We have to choose between condemning Kristine for her deception and sympathizing with her for her growing sense of moral responsibility for it.
The clear villain of the story is the GDR. They are no more, and cannot defend themselves, and no doubt that’s just the way everybody involved wants it. What’s to defend of a country who might have exposed the Nazi crimes in its past, but manipulated them to its advantage, instead?
After taking perhaps three-fourths of the movie or more to set this all up, when the full complexity and the moral challenge of the daughter’s character are brought to the surface, the last half hour becomes a thriller. I won’t spoil the ending, except to say you are brought back in a big way to the cause on which the plot is based.

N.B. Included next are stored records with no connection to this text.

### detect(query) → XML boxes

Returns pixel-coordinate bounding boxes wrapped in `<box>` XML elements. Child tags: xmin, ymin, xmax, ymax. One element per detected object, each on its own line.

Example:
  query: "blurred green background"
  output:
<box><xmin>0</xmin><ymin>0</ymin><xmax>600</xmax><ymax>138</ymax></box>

So much of war’s injustice involves the shame of victims for just being victims. Like the “comfort women” of Asia, to use the word preferred by the brutalizers (because it is also the word used by the media), pressed into prostitution by the occupying Japanese army, the “love children” of soldiers and women in countries they occupy, as well as the women themselves, are still climbing out of the shame. With Nazi war criminals in their 90s, we feel a statute of limitations is nothing more than a further injustice, so we keep after these criminals till their dying day.
The women (also now in their 80s and 90s) and children of occupied nations torn from each other and forced to live a lifetime of shame are no less worthy of our dogged efforts to put right a wartime wrong. Such, at least, is the message of Zwei Leben.

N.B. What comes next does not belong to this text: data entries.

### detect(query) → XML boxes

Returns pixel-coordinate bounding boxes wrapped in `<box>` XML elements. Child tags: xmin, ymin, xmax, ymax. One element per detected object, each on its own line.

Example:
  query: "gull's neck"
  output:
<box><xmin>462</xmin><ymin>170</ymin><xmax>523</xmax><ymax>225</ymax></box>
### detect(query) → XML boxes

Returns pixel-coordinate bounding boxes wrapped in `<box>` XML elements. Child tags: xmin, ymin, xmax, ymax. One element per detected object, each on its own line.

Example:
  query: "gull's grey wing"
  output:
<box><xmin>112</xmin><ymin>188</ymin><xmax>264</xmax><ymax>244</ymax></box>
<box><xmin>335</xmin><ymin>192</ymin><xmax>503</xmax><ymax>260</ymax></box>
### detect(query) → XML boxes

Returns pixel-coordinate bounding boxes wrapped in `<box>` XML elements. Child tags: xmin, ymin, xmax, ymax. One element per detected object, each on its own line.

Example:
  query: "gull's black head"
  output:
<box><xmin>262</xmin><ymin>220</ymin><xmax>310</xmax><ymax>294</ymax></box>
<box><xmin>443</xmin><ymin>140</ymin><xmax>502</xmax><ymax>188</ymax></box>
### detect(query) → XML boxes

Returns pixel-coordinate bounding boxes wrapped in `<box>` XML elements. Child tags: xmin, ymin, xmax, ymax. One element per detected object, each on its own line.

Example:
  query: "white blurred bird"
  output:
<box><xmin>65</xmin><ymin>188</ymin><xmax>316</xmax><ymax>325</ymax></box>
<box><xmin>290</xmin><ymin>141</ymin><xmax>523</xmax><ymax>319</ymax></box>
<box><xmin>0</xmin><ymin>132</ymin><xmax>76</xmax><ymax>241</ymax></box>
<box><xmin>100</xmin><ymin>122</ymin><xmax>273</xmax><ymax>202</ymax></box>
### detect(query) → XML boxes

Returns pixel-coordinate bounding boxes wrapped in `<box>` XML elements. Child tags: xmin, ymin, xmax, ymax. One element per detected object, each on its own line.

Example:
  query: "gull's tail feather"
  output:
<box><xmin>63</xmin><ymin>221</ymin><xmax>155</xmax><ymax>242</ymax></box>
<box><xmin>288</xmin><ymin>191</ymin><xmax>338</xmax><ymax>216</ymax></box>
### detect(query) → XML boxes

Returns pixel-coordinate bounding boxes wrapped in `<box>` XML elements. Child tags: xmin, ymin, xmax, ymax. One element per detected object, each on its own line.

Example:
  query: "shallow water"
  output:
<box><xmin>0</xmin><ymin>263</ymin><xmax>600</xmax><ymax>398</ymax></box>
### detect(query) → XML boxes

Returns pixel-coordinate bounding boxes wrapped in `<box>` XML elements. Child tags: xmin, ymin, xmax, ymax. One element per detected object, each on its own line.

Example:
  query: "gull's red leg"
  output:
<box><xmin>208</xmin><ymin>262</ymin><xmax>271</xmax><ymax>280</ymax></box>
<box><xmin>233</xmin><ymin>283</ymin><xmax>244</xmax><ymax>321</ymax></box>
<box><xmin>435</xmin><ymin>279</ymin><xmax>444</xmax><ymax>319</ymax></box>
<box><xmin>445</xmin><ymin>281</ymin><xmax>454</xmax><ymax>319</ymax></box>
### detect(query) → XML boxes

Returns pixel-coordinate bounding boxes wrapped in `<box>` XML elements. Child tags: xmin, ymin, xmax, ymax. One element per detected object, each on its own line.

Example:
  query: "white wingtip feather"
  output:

The film was highly acclaimed in Germany, where it opened last September. It has been nominated as Germany’s candidate for Best Foreign Film at the upcoming Oscars. According to Maas, who was present at last night’s showing, it was less well received in Norway. When asked why this is, the filmmaker could only speculate. One Norwegian complained that he portrayed them as more vulnerable to espionage than they actually were. That may have something to do with it. And it would come as no surprise if the shame of so many Norwegian women still lingers. Audiences were sparse, compared to audiences in Germany. Which leads me to speculate that the shame associated with being part of an invader nation doesn’t rise to the level of shame associated with being part of a nation that is invaded.
When the movie comes to a close you are hard put to identify its genre. It is a psychological drama, and a thriller. It’s part action film, part didactic historical documentary, part courtroom drama. And in the end, it’s a human drama about the yearning for family, love and security at all costs. One that leaves you wondering whether it’s a cost you yourself would be willing to bear.